If you lose focus, you may need to drink water before you feel thirsty

Mild dehydration causes brain activity to decline, but you may not be thirsty yet.

If you feel distracted or have trouble thinking, you may be suffering from mild dehydration. A recent comprehensive evaluation study found a link between dehydration and poor performance in tasks that require concentration or complex brain processing.

Although it is well known that ensuring the body has enough water (also known as hydration) in many respects, this meta-analysis of new research is considered to be the most reliable standard of science. It will confirm and take a closer look at the effects of dehydration on brain performance.

According to research results in the Journal of Medicine & Sports Science, mild dehydration, equivalent to 2% of body weight can silently cause impairment of mental activity. Therefore, you should not miss the opportunity to compensate yourself early.

Picture 1 of If you lose focus, you may need to drink water before you feel thirsty
If you feel distracted, you may need to drink water before thirst comes.

"We find that when people are mildly dehydrated, they really do not do well on tasks that require complex handling or concentration-intensive tasks , " Mindy Millard-Stafford, lead scientist Early research from the Georgia Institute of Technology said.

Millard-Stafford and his colleague Matthew Wittbrodt reviewed 33 previous studies that linked brain performance to dehydration.

Studies listed 413 cases of mild dehydration ranging from 1-6% of body weight. For an average person weighing 60kg, that is about 0.6 to 3.6 kg.

What they discovered is that at 2%, the amount of water loss triggers a marked decrease in mental performance. According to experts, it can take up to an hour since your body begins to dehydrate until the time of reduced brain performance.

During that time, you may not feel thirsty, so the decline may happen silently, while you miss an opportunity to drink water to hydrate your body to increase your productivity.

The analysis in this study backs up results from previous studies, indicating that dehydration weakens some brain functions over other functions.

Such as concentration, operating functions, campaign coordination will be affected first. Lower-level tasks such as reflexes are not severely affected, according to meta-analysis.

Picture 2 of If you lose focus, you may need to drink water before you feel thirsty
Make sure your body has enough water, you will be most physically and mentally active.

As we know, 60% of the human body is water. Water is an essential component, carrying out complex functions such as assisting transporting nutrients throughout the body, to simply lubricate the eyeball and keep lips and skin from cracking.

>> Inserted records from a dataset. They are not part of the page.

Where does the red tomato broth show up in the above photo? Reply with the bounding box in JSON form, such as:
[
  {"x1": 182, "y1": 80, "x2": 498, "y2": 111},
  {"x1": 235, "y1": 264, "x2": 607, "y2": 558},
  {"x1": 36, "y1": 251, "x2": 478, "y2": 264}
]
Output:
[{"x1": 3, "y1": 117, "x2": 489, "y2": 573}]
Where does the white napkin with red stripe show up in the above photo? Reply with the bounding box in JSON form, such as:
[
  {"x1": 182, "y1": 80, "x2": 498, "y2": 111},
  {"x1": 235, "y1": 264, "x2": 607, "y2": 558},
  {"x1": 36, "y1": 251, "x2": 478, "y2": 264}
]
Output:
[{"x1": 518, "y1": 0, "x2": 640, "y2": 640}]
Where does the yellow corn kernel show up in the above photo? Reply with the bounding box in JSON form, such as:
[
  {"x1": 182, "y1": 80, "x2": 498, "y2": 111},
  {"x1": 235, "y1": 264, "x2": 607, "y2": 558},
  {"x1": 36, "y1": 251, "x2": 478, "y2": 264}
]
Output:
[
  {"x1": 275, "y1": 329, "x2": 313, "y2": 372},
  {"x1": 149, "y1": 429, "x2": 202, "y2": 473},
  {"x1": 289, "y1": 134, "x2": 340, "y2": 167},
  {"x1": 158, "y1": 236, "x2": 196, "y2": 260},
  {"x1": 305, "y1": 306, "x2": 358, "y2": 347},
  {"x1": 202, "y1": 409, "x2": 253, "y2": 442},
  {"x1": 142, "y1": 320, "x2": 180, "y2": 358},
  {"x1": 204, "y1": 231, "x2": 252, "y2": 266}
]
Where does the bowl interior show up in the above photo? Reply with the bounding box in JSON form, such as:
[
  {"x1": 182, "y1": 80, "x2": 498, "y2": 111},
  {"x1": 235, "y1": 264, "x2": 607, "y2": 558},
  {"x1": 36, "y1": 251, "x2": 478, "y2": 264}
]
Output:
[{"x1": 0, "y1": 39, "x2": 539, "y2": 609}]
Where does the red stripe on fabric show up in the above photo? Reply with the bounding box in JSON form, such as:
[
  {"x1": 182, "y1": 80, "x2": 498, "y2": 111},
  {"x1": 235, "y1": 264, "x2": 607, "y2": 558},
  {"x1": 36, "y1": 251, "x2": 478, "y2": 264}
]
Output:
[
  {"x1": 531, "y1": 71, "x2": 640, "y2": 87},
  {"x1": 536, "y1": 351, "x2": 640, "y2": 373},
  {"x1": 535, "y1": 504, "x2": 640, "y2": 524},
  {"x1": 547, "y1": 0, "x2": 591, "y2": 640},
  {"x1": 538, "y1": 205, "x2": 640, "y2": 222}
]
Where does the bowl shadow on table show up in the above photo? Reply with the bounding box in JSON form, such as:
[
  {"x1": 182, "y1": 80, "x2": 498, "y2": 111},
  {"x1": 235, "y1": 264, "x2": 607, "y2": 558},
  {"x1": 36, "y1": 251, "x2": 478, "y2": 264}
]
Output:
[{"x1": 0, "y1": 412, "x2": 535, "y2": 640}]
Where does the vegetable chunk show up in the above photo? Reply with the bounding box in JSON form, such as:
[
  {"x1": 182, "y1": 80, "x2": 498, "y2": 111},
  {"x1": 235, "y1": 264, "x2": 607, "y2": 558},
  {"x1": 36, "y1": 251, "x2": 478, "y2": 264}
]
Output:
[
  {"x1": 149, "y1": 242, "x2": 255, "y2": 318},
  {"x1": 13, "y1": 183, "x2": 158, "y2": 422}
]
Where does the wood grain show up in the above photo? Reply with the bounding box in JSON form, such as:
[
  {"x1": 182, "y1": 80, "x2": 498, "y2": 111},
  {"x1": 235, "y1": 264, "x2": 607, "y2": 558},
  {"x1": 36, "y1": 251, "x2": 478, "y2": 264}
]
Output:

We have to constantly rehydrate the body every day, because water is often lost through sweat, urine . When the body does not have enough water, its basic functions are gradually broken.

You start thirsty when your body loses more than 2% of its weight from water. Your kidneys will not fill your bladder any more, and your urine will be darker. With that, your sweat will be retained, your body temperature increases. Your blood also becomes denser and moves slowly.

To maintain oxygen levels to cells, your heart must work harder to push solid blood. Therefore, your heart rate also increases in thirst.

At higher levels of dehydration, 4% of your body weight, your blood will thicken and your body temperature may increase to a level that causes you to fever and faint. If you lose water to about 7% of your body mass, you begin to develop kidney failure.

When water loses up to 10% of body weight, equivalent to 5 days in the desert, you may die.

Picture 3 of If you lose focus, you may need to drink water before you feel thirsty
You don't need to drink 8 glasses of water every day.

So when should you drink water and how much water per day? The truth is that no research can answer that question.

In 2004, the US National Institutes of Health proposed: Men should load 3.7 liters of body and women are 2.7 liters of water from food and drinks every day. But they insist that the exact amount of water everyone needs is something no one is sure of.

"Most healthy people fully meet their daily hydration needs by listening to thirst," the National Institutes of Health writes.

In fact, thirst is a delicate reaction of the body telling you when you should drink water. However, because thirst may be late after your brain performance has decreased, listen to your body more carefully to make up for it.

One last thing, even though rehydration is important, do not sanctify it and turn it into a drink of 8 cups / day.